If you are having issues installing or running some of the tools below, check a list of common issues other course participants encountered and some useful tips for using the tools and working through the material.

Command Line/Git Bash Tool

You will need a command line tool (shell/console) in order to run Python scripts and version control your code with Git.

To test your command line tool, start it up and type:

$ date

If your command line program is working - it should return the current date and time similar to:

Wed 21 Apr 2021 11:38:19 BST

Git Version Control Tool

Git is a program that can be accessed from your command line tool.

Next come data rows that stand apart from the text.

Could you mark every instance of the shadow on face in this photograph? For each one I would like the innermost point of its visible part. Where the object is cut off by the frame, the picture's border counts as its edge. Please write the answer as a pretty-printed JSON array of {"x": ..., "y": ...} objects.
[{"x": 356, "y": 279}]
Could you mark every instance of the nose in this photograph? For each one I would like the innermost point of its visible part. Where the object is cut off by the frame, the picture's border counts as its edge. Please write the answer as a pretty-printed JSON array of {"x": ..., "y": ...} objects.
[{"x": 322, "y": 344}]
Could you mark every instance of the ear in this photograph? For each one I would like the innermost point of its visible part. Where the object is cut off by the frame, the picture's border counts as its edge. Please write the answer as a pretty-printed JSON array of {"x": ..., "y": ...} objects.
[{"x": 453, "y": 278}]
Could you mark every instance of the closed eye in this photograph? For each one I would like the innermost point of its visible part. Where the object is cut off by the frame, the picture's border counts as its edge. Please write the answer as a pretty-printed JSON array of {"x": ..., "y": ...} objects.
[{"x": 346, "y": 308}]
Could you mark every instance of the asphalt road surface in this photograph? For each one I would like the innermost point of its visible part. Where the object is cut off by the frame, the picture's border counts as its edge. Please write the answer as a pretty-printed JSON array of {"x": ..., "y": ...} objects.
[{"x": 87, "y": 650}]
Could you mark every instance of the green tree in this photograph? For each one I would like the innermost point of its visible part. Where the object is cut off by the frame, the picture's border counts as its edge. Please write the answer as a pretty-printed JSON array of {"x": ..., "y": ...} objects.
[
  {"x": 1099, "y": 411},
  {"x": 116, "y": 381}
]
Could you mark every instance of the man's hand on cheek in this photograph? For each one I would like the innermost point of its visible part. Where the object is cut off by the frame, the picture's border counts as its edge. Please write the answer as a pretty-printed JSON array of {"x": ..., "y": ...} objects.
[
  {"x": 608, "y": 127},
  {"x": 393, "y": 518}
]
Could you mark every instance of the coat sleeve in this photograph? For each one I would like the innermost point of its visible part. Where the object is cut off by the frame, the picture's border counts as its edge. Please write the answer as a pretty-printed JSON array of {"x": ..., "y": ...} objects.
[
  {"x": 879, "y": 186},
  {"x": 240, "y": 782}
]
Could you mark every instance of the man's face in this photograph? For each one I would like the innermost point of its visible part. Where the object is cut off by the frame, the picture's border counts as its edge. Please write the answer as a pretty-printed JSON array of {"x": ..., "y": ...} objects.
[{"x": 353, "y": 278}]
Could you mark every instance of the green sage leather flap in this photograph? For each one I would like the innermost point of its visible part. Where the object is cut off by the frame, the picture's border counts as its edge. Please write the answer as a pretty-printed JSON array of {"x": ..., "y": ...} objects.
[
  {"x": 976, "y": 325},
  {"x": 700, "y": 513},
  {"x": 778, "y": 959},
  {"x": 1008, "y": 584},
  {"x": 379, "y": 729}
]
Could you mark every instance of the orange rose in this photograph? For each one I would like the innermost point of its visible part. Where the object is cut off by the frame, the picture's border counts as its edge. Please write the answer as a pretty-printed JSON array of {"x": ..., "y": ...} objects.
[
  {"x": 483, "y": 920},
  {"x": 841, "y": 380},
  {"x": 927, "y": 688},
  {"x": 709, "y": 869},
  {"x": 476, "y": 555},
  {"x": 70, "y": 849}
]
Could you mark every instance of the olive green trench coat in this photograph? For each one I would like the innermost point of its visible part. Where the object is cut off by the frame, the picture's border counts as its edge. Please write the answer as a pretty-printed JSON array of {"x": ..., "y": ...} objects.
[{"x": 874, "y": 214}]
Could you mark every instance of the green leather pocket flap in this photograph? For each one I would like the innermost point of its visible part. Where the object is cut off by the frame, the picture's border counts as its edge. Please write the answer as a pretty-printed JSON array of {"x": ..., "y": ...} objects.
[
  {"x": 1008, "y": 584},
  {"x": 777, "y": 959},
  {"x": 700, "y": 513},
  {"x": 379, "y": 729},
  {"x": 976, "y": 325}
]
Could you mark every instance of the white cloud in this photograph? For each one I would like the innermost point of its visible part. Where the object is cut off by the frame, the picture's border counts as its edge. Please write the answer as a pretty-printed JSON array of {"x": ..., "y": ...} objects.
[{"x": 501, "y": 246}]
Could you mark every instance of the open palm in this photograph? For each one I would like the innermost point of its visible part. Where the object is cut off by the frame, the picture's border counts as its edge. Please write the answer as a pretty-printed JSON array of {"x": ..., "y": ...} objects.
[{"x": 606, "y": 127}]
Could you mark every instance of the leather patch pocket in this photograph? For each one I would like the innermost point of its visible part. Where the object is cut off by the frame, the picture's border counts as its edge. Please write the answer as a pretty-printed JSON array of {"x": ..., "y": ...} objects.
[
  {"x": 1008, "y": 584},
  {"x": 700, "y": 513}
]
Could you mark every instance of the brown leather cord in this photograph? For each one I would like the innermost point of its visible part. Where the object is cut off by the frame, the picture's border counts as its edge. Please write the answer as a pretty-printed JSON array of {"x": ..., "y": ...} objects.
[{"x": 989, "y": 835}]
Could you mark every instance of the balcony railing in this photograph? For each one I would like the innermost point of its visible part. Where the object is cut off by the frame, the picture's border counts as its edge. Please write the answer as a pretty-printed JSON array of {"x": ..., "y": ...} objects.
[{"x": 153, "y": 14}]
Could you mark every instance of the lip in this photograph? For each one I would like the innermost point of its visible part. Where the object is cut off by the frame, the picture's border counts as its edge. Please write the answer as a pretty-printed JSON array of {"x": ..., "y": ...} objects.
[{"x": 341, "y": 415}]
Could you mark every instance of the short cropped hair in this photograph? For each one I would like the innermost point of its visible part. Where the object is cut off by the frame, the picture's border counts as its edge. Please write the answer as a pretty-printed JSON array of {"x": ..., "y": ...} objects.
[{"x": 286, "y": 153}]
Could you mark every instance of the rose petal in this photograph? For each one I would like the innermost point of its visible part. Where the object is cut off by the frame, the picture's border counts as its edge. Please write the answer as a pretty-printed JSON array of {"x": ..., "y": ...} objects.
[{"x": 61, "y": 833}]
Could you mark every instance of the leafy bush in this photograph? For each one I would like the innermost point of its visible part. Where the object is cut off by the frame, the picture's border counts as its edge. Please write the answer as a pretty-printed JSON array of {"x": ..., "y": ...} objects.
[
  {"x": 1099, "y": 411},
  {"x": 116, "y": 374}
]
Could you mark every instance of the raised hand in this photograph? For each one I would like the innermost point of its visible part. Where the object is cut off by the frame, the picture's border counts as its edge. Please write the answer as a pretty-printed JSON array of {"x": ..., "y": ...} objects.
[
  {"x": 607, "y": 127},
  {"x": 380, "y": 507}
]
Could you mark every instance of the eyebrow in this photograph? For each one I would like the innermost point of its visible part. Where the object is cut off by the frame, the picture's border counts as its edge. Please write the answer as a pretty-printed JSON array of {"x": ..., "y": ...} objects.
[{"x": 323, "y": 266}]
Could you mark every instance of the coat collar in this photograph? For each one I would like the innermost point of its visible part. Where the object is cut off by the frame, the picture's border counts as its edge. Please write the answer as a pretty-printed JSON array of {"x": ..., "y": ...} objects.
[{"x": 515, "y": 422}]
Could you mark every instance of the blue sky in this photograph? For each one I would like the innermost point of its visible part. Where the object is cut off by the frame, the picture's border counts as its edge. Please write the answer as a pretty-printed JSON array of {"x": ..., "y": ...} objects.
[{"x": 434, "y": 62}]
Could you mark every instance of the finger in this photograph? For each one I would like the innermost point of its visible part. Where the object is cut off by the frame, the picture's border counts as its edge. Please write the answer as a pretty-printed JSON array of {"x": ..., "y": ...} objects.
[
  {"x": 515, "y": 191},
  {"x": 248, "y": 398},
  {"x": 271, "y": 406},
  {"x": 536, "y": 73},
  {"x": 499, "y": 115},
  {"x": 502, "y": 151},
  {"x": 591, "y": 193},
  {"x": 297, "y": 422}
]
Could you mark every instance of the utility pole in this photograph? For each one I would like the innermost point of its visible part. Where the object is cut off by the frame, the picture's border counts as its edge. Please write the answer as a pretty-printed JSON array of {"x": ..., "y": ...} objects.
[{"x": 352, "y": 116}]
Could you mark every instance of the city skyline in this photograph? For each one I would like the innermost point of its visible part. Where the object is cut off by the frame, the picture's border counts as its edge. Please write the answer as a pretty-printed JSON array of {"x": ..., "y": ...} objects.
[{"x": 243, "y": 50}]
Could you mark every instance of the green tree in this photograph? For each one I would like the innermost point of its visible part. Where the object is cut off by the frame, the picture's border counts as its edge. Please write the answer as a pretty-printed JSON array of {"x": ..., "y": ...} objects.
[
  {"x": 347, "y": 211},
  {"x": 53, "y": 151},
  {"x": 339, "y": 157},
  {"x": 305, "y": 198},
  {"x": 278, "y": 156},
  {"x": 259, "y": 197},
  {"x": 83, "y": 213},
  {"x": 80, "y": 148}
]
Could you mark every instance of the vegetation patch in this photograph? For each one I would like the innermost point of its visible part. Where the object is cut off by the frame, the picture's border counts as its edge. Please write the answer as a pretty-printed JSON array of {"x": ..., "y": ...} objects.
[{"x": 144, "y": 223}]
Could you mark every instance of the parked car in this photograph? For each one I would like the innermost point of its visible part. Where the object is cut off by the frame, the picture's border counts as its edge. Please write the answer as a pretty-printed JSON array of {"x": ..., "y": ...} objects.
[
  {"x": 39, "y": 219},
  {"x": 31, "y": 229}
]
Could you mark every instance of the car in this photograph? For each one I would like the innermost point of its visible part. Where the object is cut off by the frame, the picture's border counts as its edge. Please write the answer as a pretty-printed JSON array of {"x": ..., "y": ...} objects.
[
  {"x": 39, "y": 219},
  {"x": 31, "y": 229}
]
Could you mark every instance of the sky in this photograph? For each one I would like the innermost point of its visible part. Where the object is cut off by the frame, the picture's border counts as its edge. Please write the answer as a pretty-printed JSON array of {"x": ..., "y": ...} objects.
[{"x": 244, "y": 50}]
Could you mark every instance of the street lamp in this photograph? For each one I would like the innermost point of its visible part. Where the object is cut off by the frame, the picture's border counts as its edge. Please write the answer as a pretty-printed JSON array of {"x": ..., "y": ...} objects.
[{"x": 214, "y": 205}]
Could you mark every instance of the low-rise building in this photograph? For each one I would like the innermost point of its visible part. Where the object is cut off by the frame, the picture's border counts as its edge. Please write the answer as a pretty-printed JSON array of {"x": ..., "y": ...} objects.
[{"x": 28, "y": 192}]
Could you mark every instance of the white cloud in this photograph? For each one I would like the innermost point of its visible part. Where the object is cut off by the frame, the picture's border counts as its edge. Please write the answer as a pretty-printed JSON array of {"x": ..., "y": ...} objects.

To test your Git installation, start your command line tool and type:

$ git help

If your Git installation is working you should see something like:

usage: git [--version] [--help] [-C <path>] [-c name=value]
           [--exec-path[=<path>]] [--html-path] [--man-path] [--info-path]
           [-p | --paginate | --no-pager] [--no-replace-objects] [--bare]
           [--git-dir=<path>] [--work-tree=<path>] [--namespace=<name>]
           <command> [<args>]

These are common Git commands used in various situations:

start a working area (see also: git help tutorial)
   clone      Clone a repository into a new directory
   init       Create an empty Git repository or reinitialize an existing one

work on the current change (see also: git help everyday)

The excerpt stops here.